In the event that the prosecution discovered the exculpatory evidence through an unconstitutional search and seizure or "Fruit of the Poisonous Tree" (evidence that, while possibley be legally obtained, could only have been done so as a result of evidence obtained by an illegal search) would be barred from introduction by the Prosecution, but not the defendant, since the defendant is not bound by the Constitution (As a general rule, the Bill of Rights are the people's Negative Rights against the Government, which means that the government may not violate those rights unless given permission by the the individual. This comes up in trials from time to time. For example, a defendant may "waive" their right to a trial by jury and instead be granted a bench trial (the Judge alone makes the verdict). One can "waive" their right to Free Speech by not speaking (although U.S. Free Speech Laws are so broad, this is only a technicallity as no speech is a protected form of speech. It's also protected while under oath in that the defendant need not say anything at all and have the presumption of innocence. Or they can waive that by taking the stand and testifying.

  • 2
    From what I can tell, the first two paragraphs don't really fit my question; the first one is about incriminating evidence, the second one about evidence that was gathered legally, but also incriminates the defendant of a lesser crime than he is charged with The third paragraph however is interesting; as far as I understand it, specifically the fruit of the poisonous tree doctrine doesn't bar the defendant from using exculpatory evidence that is such fruit, the doctrine only bars the prosecution from using it as evidence supporting a conviction?
    – G. Bach
    Commented Mar 22, 2021 at 1:19
  • If that's correct about evidence gathered by the government, that while "fruit of the poisonous tree" doctrine, or more generally the exclusionary rule, only bar the prosecution from using evidence gathered illegally by the government, then that covers a good lot of cases.

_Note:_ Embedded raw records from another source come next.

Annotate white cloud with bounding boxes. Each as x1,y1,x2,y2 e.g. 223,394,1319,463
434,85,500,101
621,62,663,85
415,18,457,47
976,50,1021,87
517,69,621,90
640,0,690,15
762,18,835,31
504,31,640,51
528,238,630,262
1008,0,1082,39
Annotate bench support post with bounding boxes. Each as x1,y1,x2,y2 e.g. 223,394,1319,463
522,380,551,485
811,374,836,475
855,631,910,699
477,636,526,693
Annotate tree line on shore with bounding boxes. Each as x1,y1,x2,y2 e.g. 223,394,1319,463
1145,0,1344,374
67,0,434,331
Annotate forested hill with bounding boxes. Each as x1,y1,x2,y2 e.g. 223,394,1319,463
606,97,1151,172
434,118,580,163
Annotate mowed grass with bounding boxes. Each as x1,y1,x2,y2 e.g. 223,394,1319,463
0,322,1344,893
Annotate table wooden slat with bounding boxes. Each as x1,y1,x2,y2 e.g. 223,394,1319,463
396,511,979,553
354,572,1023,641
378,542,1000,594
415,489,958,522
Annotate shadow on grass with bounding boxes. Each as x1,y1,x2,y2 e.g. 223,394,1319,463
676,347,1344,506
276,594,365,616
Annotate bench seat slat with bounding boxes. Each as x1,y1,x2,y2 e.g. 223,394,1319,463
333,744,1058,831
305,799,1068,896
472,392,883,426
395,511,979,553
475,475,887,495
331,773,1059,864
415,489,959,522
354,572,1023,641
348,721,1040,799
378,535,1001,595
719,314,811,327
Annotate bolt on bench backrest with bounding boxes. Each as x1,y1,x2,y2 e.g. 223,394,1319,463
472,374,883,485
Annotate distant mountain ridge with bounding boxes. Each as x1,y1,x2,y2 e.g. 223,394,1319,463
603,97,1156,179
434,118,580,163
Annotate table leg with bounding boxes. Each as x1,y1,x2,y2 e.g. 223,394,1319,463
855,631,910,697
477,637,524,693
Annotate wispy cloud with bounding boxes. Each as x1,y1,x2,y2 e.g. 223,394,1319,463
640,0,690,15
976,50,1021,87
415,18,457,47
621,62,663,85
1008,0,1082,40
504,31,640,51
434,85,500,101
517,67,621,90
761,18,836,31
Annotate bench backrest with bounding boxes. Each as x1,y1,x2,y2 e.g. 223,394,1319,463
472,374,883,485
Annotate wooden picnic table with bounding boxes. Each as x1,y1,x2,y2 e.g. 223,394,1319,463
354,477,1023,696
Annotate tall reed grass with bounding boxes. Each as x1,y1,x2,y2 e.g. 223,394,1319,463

Do you have some thoughts on exculpatory evidence illegally gathered by private persons? Say e.g. the Peeping Tom snuck a camera into his neighbor's bedroom and recorded recorded that it wasn't X who killed the neighbor's wife, but Y; can X use that as exculpatory evidence?
    – G. Bach
    Commented Mar 22, 2021 at 1:24
  • 2
    There's a few stories where criminals will hand over evidence to a crime they committed because they witnessed a more serious crime. Generally, I feel that anything the prosecution needs to do to get the criminal witness to co-operate would be helpful. In the case you mentioned, video evidence supposedly exists so the Tom may not get a sweetheart deal... you don't need him to explain the tape to use it in court. However, eyewitness testimony is also evidence. And yes, X may use this as evidence though "how" they found it needs to be discussed.
    – hszmv
    Commented Mar 22, 2021 at 11:54
  • 4
    I think this answer wanders away from the point. The only part of it that seems directly responsive to the question is "barred from introduction by the Prosecution, but not the defendant", but even that is about evidence illegally obtained by the prosecution. The question supposes illegal evidence that was obtained by the defense. Moreover, citing actual case law would help. Commented Feb 15, 2023 at 17:25
  • 1
    @NateEldredge Generally, the illegal evidence obtained by the defense is a seperate crime, which the prosecution has to introduce in a seperate case to charge the defendant. Either the evidence is illegally obtained by the defense, thus is lawfully introduced in a separate case, thus a matter of public record for that trial, thus lawful for use in the original case OR the prosecution brings no case, in which case it wasn't illegally obtained, and thus is valid for admissibility. Most 2 party consent recording laws make exceptions for the purposes of recording admissions to a crime.